When we first start a business we are that business's most valuable asset. We are chef, cook, and bottle-washer.
If we grow things right, the business becomes our most valuable asset.
It makes money while we sleep.
That reversal is at the heart of the 3-cycle approach to small business management.
In the first (Traction) cycle, the focus is on growing sales and internal capacity. In the second cycle (Growth) the focus is on volume and profit, and the expansion of systems and growing a team. In the third cycle (Enterprise) the focus is on developing an enterprise with an independent management layer; a business that generates passive income for the owner and is a saleable asset. We call this an independent enterprise.
The approach is simple: once we have confirmed the market is interested in what we have to offer, our priority is to create an independent enterprise by delegating relentlessly.
The Traction Cycle, confirming market traction, maps onto what Les McKeown calls 'Early Struggle' in his excellent book Predictable Success. At this phase we test if we have a business at all: does anyone want what we have to sell?
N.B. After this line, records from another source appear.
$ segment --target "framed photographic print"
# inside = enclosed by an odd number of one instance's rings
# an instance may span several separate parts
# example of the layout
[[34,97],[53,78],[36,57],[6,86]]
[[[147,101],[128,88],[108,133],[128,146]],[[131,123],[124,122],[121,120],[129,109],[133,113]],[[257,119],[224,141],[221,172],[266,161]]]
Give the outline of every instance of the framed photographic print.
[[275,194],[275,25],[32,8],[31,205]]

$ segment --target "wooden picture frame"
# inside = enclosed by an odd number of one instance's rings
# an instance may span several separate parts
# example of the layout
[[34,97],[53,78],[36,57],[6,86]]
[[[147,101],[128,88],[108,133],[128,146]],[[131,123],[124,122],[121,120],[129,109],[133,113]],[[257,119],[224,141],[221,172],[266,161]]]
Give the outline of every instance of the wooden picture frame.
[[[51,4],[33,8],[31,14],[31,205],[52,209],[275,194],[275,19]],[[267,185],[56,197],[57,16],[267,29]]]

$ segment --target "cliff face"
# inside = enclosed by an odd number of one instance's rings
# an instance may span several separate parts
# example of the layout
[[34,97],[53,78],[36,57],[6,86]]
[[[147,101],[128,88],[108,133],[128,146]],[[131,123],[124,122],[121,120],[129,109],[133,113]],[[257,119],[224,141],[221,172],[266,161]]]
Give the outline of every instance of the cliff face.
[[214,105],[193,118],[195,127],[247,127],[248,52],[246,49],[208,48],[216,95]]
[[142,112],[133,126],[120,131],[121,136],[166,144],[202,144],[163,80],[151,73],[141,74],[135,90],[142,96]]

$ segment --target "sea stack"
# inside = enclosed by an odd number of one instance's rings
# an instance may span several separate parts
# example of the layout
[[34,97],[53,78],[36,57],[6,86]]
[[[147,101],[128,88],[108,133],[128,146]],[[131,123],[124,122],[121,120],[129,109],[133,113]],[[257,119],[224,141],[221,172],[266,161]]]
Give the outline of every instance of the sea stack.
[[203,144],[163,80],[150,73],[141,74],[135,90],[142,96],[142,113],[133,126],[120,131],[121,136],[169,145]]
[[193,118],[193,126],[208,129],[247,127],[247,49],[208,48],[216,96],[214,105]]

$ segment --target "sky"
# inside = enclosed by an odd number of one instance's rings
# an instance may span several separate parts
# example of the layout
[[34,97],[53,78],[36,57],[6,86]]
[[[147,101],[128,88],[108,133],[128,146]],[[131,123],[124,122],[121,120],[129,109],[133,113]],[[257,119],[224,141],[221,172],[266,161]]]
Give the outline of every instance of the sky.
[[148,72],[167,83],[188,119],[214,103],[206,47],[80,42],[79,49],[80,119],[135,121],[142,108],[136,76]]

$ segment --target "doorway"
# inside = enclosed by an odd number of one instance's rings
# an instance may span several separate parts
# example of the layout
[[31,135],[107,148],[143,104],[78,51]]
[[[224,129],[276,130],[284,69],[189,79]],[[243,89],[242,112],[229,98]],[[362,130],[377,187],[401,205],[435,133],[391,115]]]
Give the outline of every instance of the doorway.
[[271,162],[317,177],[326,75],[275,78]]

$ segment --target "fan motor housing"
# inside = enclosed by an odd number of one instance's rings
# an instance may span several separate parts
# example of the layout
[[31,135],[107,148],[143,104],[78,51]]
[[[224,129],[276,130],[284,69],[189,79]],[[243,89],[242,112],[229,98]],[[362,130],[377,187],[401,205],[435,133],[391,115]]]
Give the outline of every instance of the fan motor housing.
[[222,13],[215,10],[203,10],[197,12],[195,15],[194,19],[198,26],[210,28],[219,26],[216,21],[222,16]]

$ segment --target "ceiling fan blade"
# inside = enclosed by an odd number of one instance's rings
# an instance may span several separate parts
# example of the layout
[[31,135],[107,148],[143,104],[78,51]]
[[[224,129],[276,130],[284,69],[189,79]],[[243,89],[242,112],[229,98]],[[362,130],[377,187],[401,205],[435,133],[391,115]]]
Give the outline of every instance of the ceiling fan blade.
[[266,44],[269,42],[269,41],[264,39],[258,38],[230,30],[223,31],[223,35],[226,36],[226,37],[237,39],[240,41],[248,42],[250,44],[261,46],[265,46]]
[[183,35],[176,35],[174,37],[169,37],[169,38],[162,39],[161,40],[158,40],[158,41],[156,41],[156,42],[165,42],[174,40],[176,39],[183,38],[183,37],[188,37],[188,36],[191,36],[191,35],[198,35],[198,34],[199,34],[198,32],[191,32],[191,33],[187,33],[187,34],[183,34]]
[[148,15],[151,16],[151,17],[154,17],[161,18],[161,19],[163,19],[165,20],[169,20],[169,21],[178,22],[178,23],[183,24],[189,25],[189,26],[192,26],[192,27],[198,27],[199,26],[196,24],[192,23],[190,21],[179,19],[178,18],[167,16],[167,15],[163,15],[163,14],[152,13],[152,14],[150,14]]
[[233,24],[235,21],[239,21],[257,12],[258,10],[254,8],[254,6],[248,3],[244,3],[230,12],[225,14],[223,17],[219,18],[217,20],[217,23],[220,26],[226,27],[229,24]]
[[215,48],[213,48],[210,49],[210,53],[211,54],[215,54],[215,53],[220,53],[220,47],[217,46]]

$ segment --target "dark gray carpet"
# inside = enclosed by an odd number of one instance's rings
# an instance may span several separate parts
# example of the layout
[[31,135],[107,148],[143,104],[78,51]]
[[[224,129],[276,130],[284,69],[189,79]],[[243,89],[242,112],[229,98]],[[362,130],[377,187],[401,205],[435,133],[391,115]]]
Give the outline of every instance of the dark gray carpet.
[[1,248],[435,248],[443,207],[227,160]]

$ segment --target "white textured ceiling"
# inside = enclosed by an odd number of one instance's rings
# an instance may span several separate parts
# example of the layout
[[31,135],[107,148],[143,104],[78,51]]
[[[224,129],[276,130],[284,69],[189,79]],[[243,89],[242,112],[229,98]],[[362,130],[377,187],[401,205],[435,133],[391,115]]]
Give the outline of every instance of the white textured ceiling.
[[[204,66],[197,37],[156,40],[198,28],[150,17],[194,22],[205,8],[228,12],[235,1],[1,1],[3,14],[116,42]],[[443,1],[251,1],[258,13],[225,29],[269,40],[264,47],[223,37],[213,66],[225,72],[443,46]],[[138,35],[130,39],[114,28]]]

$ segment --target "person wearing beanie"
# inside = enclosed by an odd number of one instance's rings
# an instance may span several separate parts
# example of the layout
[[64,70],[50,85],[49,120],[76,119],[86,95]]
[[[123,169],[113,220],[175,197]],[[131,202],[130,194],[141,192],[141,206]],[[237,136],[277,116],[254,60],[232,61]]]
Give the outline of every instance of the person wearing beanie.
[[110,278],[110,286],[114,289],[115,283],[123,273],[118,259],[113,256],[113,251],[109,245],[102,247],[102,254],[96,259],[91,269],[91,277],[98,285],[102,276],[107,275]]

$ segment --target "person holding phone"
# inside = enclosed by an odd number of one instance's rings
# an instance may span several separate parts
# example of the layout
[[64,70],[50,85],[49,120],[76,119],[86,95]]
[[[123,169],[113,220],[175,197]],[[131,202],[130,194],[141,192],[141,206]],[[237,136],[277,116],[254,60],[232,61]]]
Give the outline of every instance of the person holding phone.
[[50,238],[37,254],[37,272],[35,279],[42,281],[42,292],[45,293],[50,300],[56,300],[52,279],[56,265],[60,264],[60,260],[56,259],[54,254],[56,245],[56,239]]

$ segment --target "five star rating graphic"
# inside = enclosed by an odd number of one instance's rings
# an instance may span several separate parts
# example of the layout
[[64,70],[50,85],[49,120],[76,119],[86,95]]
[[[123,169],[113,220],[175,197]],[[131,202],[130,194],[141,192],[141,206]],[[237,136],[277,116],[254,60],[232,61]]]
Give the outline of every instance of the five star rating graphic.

Once that is established, we improve your business by delegating. It becomes a repetitive cycle of growing capacity (cash, talent, and systems) and growing demand (market share) in a challenging, often stressful see-saw motion that goes on for several years.
How do you know when you have 'arrived'?
Our definition for the 'right size' of a small business is simple.
Your business is the right size when everything that needs to be done is getting done, and everything that is getting done is getting done by people who enjoy what they are doing.
We work on the assumption people who are doing what they enjoy are generally working from a place of strength. Usually people who hate doing bookkeeping suck at it.
Along the way on this journey the owner must see increasing financial return on less time invested and an increasing amount of time leading the business instead of driving it from within. The rhythms for the owner slow down as the earnings pick up.
Read more: Alignment In Business
Effective business management works with goals and timelines. How long should all this take?
The Traction Cycle, or Mckeown's "Early Struggle", typically lasts from 1 to 5 years.
If you are doing things right, by year 5 you should be developing good systems and a small team to delegate to. You are in the Growth Cycle.
When your systems and team are in place, and you start to see a decline in the need for you to be present every hour in your business, you are in the Enterprise Cycle. If everything goes as it should and luck is largely on your side, you could be there by year 10.
How long it really takes depends on when you start focusing on growth, and the level of risk you are comfortable with. This is an investment strategy. Get in early and take smart risks.